Senate Judiciary Subcommittee Examines the War on Voting
Yesterday afternoon, the Senate Judiciary Committee’s Subcommittee on the Constitution, Civil Rights and Human Rights held a hearing on “New State Voting Laws: Barriers to the Ballots,” examining the spate of new voting laws passed throughout the Nation making it harder for Americans to exercise one of our most precious constitutional rights — the right to vote. In what has been called a “war on voting,” new state laws have imposed new burdensome restrictions on the right of groups, such as the League of Women Voters, to conduct voter registration drives, required voters to present particular types of government-issued photo identification, and cut back on periods for early voting, threatening the right to vote of many American citizens, including members of the military, members of religious orders, college students, African Americans, Hispanics, and the elderly.
Constitutional Accountability Center submitted testimony for this hearing discussing the text and history of the Constitution’s numerous Amendments protecting the right to vote. At the hearing, the Senators picked up on this constitutional text and history in chronicling the arc of our constitutional progress toward a democracy committed to the full promise of “government of the people, by the people, and for the people.” Opening the hearing, Subcommittee Chairman Senator Richard Durbin observed that “our Constitution has been amended more to expand and protect the right than for any other issue. Six Constitutional Amendments – the 15th, 17th, 19th, 23rd, 24th, and 26th – ratified over the course of 100 years, underscore our nation’s commitment to ensuring that all adult citizens enjoy full and free access to the ballot.” Senator Durbin chronicled the history of these Amendments, describing how “courageous Americans fought . . . to guarantee the right to vote to all citizens – regardless of race, sex, class, or income, or state of residency.” In a written statement, Senator Patrick Leahy, Chairman of the Senate Judiciary Committee, also emphasized our constitutional progress toward securing the right to vote to all citizens, without regard to race, sex, age, or class. “Our founding document begins with ‘We the People.’ Successive generations of Americans have come together to amend our Constitution six times to expand the participation of its citizenry in the election of the government–to former slaves, to women, to young people, to include the direct election of Senators, and to prohibit poll taxes. In this way, ‘We the People’ have reiterated and affirmed the fundamental importance of the right to vote.”

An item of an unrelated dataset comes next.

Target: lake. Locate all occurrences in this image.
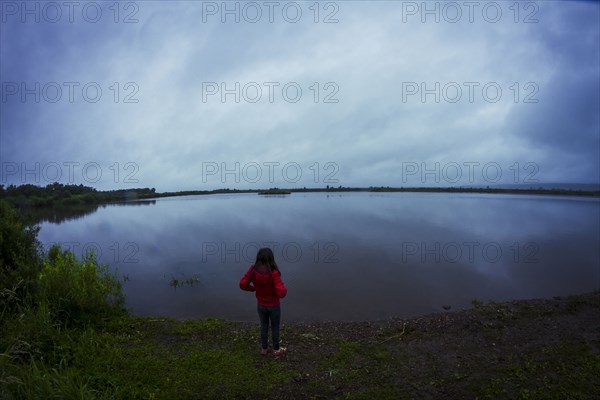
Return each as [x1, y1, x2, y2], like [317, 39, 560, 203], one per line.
[37, 192, 600, 322]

As the Senators pointed out, new efforts by states to suppress the right to vote — many now under review in courts and by the Department of Justice — are at war with our Constitution’s text and history. Laws that shut down voter registration drives and disenfranchise American citizens violate the Constitution’s guarantee of the right to vote, a right at the core of our Constitution’s protection of equal citizenship for all Americans.